—Que faire, grand Dieu! se dit-il, et comment sortir de l'impasse dans laquelle je suis engagé, dois-je laisser ignorer à mon généreux protecteur les événements de ma vie passée et associer à mon sort une femme que ses attraits, sa fortune appellent à la plus heureuse destinée. Oh! non, la rencontre que je viens de faire est un avertissement du ciel, qui a voulu me prouver que le plus léger souffle pouvait renverser un édifice bâti sur le sable. Puis il recommence sa promenade à pas précipités, puis il s'arrête pour réfléchir de nouveau.
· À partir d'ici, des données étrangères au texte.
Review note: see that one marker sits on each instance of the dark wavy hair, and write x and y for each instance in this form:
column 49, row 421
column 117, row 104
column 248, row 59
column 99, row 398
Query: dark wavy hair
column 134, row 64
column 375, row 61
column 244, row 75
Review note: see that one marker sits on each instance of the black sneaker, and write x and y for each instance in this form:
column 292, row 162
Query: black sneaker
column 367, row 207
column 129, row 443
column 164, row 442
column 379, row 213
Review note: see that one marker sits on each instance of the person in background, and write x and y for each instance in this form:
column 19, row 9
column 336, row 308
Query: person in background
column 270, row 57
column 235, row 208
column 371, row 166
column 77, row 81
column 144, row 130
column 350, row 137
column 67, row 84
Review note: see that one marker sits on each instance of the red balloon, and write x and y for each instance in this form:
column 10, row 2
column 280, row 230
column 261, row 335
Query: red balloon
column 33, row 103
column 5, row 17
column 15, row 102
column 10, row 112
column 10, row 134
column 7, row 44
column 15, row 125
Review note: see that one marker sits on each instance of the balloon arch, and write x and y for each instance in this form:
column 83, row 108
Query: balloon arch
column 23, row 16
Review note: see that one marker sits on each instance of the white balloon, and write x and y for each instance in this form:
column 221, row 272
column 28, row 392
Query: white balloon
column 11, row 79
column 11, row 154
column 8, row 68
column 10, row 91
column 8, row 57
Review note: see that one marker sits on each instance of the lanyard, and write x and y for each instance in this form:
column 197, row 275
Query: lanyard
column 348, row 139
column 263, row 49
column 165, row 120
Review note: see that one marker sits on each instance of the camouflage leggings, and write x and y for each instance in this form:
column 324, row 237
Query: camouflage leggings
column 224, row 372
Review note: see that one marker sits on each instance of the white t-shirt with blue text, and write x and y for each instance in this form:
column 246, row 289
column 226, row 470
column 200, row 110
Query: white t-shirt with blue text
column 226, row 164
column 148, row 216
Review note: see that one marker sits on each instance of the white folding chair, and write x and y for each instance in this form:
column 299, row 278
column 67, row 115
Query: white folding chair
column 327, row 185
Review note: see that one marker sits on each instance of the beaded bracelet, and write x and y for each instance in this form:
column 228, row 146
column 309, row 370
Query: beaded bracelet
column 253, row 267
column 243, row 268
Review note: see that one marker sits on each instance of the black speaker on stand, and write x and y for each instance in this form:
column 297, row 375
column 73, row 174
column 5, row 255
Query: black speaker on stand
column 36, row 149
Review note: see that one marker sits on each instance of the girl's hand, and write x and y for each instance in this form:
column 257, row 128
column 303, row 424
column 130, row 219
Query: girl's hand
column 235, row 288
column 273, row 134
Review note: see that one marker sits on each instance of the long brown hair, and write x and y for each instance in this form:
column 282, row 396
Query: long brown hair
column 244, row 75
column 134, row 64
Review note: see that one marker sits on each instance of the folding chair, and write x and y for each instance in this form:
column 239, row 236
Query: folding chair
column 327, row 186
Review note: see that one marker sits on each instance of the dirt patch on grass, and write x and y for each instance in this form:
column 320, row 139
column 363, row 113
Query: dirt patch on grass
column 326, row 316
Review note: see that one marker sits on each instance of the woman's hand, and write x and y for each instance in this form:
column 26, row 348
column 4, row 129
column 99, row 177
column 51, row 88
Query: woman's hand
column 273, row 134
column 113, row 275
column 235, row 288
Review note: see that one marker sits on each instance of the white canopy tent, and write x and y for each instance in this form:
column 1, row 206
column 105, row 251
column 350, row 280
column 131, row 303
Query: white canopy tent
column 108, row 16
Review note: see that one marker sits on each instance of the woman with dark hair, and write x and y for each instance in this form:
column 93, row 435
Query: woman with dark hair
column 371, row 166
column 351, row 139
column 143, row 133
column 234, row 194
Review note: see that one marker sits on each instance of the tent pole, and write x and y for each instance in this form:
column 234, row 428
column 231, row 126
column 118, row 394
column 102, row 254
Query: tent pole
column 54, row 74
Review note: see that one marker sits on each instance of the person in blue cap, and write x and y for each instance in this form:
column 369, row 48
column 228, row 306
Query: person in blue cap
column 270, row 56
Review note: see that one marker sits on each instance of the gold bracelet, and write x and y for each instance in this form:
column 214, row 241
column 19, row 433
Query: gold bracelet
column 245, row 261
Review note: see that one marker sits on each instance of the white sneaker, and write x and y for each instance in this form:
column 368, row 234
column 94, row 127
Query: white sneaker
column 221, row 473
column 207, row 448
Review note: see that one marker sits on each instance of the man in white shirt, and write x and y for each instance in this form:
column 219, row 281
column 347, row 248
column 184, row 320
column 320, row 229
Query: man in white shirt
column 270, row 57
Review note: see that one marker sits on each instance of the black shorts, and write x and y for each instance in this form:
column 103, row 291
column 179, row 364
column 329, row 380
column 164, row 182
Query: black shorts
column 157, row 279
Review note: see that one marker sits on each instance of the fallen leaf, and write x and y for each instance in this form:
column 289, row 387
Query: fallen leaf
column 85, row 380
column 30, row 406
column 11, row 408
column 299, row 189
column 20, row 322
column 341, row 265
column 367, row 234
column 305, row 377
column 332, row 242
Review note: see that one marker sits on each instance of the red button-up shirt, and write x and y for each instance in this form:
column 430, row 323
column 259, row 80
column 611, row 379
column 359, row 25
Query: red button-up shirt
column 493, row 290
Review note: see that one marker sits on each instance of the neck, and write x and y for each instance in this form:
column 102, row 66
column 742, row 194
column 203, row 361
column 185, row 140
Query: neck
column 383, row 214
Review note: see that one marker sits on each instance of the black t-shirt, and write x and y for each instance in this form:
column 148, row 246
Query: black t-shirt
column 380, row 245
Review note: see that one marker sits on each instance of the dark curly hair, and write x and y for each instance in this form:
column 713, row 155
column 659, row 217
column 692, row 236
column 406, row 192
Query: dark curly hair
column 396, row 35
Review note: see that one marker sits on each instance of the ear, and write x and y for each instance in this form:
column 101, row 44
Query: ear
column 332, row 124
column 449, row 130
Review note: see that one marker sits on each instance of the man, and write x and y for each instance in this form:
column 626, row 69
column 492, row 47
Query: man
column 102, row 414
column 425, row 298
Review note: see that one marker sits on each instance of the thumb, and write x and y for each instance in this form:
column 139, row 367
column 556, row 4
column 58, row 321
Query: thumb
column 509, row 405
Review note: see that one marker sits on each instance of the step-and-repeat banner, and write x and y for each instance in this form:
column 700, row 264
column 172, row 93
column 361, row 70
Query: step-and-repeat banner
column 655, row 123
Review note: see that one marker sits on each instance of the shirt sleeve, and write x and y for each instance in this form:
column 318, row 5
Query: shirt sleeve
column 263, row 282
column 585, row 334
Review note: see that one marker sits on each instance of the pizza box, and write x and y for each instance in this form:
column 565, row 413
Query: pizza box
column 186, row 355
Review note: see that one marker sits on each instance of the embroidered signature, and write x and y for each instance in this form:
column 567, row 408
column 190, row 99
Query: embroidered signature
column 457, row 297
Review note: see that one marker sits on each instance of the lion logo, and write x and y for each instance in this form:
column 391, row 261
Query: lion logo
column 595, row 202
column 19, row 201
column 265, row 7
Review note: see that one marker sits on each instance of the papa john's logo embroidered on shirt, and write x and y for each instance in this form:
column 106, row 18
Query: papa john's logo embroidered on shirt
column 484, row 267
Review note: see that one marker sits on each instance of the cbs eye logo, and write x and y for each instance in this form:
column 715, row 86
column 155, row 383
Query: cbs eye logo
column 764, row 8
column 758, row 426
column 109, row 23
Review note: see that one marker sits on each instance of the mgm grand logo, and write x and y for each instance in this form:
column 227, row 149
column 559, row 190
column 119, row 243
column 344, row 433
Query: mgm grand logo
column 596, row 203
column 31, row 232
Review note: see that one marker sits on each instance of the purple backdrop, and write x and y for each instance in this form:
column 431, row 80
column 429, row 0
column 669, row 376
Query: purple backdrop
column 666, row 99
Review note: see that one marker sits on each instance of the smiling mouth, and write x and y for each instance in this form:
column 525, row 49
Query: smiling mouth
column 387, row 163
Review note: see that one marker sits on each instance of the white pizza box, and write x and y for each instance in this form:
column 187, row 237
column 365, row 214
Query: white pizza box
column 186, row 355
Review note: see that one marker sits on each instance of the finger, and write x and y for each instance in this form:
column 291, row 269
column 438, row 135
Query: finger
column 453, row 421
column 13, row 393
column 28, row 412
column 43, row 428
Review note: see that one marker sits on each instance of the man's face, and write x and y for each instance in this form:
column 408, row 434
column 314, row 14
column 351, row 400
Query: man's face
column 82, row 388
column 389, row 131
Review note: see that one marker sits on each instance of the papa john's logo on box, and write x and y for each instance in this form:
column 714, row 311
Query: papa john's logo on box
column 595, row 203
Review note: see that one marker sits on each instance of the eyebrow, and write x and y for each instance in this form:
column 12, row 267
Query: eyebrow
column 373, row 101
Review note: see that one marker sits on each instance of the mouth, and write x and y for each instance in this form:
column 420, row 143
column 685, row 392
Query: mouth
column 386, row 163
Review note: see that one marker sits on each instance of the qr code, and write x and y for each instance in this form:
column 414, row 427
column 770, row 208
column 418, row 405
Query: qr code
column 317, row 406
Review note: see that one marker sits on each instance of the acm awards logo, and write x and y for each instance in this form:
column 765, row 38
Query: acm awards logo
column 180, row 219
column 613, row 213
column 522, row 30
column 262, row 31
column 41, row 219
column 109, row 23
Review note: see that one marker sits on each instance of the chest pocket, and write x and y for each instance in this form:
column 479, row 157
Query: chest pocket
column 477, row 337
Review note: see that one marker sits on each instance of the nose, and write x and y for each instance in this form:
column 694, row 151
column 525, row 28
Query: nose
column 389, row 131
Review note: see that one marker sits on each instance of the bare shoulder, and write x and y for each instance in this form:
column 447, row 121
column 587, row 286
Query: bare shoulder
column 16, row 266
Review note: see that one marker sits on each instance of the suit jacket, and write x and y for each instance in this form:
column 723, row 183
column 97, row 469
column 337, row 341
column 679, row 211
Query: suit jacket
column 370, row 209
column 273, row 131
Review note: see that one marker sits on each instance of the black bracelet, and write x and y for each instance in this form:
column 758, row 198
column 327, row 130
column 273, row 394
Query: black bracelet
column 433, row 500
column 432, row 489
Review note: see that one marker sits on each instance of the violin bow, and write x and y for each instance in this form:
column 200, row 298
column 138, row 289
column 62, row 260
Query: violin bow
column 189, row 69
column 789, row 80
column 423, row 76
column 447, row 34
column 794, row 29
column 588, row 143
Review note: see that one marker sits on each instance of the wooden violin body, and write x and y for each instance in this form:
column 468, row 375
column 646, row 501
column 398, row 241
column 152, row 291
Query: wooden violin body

Tout à coup il se frappe le front, et les nuages qui le couvraient se dissipent.
—Ah! c'est le ciel qui m'inspire, dit-il presque à haute voix, je vais aller trouver l'homme généreux qui m'a tendu la main lorsque j'étais plongé dans un abîme dont je n'espérais plus sortir, le digne pasteur qui pratique si bien les maximes de son divin maître, il me dira ce que je dois faire; quels que soient les conseils qu'il me donne, je les suivrai, quelque soient les sacrifices qu'il m'impose, je les accomplirai, j'en prends Dieu à témoin.
Cette résolution une fois prise, Servigny beaucoup plus calme qu'il ne l'était quelques instants auparavant, sortit du jardin des Tuileries et franchit rapidement l'espace qui sépare le palais de nos rois de la rue de la Sourdière, où il entra dans une maison de modeste, mais d'honnête apparence.
Voici quels étaient les événements qui amenaient Servigny chez le vénérable ecclésiastique qui habitait cette petite maison.
Après avoir employé toute la matinée de ce jour à visiter en détail sa nouvelle habitation, et lorsque Laure fut sortie pour se rendre chez madame de Neuville, (si nos lecteurs veulent bien se rappeler que sir Lambton était Anglais, et que les mœurs de son pays laissent aux jeunes filles la faculté de sortir seules quand elles le désirent, il ne seront pas étonnés de ce que le digne gentilhomme, qui voulait du reste ne rien laisser désirer à sa nièce, n'avait pas attendu pour l'inviter à aller chez son amie, qu'elle lui en demandât la permission), sir Lambton avait invité Servigny à le suivre dans son cabinet, il voulait lui dit-il, lui parler de choses très importantes.
Servigny prit un siége et se disposa à écouter son protecteur, qui, après s'être recueilli quelques instants, commença ainsi:
—Vous m'avez, mon cher Féval, rendu une multitude de services; après m'avoir sauvé la vie au péril de la vôtre, vous m'avez consacré plusieurs des belles années de votre jeunesse durant lesquelles, grâce à votre activité, à votre intelligence, à votre probité surtout, ma fortune s'est considérablement augmentée; vous voudriez, sans doute me répondre, car je sais combien vous êtes désintéressé, que je vous ai généreusement payé et que par conséquent je ne vous dois rien, vous seriez dans l'erreur; il est de ces choses que tous les trésors de l'Inde ne suffiraient pas à payer, d'abord parce qu'elles sont d'un prix inappréciable, et ensuite parce qu'elles se donnent et ne se vendent pas, c'est l'amitié, le dévouement et vous m'avez donné des preuves de l'un et de l'autre, puisque vous avez refusé pour me suivre, l'établissement que je voulais vous donner, qui constituait à lui seul une fortune déjà considérable, qu'il vous eût été très-facile, d'augmenter encore en peu de temps.
—Je veux vous récompenser cependant, que dois-je donc faire pour cela?
—Vous ne me devez aucune récompense, sir Lambton, répondit Servigny, et rien je vous assure ne manque à mon bonheur. J'ai trouvé près de vous une position honorable et qui suffit à me vœux, mon seul désir est de m'en montrer toujours digne et de la conserver.
—Mais cela ne se peut, quels que soient les égards que je vous témoigne, le monde que je vais être forcé de fréquenter, car je ne veux pas condamner ma nièce à la vie d'une recluse, ne voudra jamais voir en vous que mon secrétaire, et cela ne peut ni ne doit me convenir; l'homme qui m'a sauvé la vie, qui, par son travail a augmenté ma fortune, aux yeux de tout le monde comme aux miens, doit être mon égal, mon ami.